Es peligroso cuando un estado trata a su población como si fuese un menor de edad, si bien Kant ya nos advirtió que sería difícil encontrar a una sociedad que cumpliese esa mayoría de edad en la historia de la humanidad. Y más peligroso aún cuando un partido político como Vox que ni siquiera gobierna en el ayuntamiento de Toledo ―aunque consiguió el tercer puesto con un 23,69 % de los votos en el 2019― pueda ejercer presión para que se retire el cartel de un concierto de música, alegando que insulta la imagen de la Virgen (no especifican cuál de ellas).
Paternalismo e indignación son una combinación parecida al napalm: es imposible escapar de ella con vida; es la antesala a una dictadura sin precedentes que puede dar más pánico que nunca con la tecnología de su parte y esa obsesión por infantilizar a la población mediante dicha tecnología. Quieren cuidar de mí evitándome daño alguno en los bosques cuando las calles son el lugar donde es más probable que muera debido a una conversión de la nación cada vez más asfixiante y déspota, ideológicamente intolerante y con discursos cada vez más polarizados. Resulta que ese proteccionismo que los sendos gobiernos a lo largo del tiempo y ancho del mundo pretenden inocular a la población no incluyen la vigilancia de instituciones como el Fondo Monetario Internacional o el Banco Central Europeo que son los verdaderos dueños de nuestras, cada vez más, miserables vidas. Y si confunden proteccionismo con comunismo es cuando voy a enfadarme de verdad. Asimismo, cuando hablo de protección tampoco hablo de una fuerza del orden que vele por mi seguridad a costa de que otros paguen el pato. Existen miles de casos históricos al respecto como, por ejemplo, las patrullas civiles denominadas PAC (Patrullas de Autodefensa Civil) que surgieron en Guatemala como respuesta a los atentados acaecidos en la capital y que se dedicaron a masacrar población indígena en las zonas rurales, creyéndolos «aliados naturales de la guerrilla». Mi seguridad no tiene que costarle la vida a otra persona.
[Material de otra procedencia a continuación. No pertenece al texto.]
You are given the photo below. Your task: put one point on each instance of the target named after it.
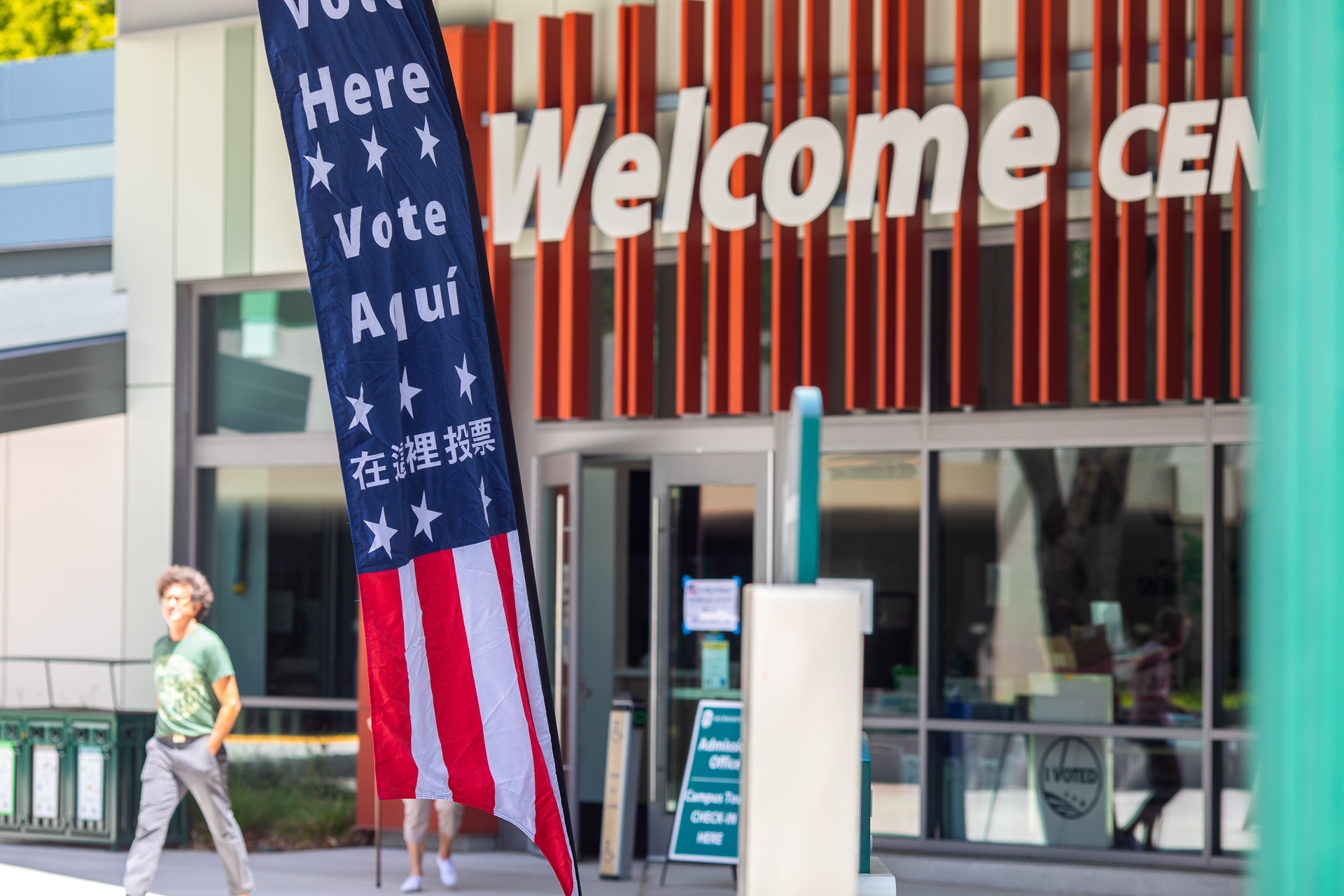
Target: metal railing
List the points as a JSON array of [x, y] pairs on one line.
[[112, 673]]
De la reducción a la abolición de los derechos fundamentales existe un paso muy corto. Y esa pequeña zancada es cada vez más difícil de ver cuando la disfrazan de peligros y ofensas que solo hacen enfrentarnos entre nosotros y matarnos a garrotazos.
¿Dónde comenzó, entonces, esta retirada social, este vaivén en un barco que nos lleva de la ceca a la meca sin rumbo y que nos da igual en qué puerto acabe atracando? Creo que el filósofo José Antonio Marina ya lo clavó en su obra Anatomía del miedo, un tratado sobre la valentía: claudicamos en el momento que cambiamos libertad por seguridad. Empezó por una seguridad vital, de mi valiosa vida, y acabó siendo la seguridad de mi empleo, de mi coche aparcado en la calle o de mi acceso a internet. Fue entonces cuando abrazamos esa dulce frase que nos descargó de todas las responsabilidades y quebraderos de cabeza: lo hago por tu bien.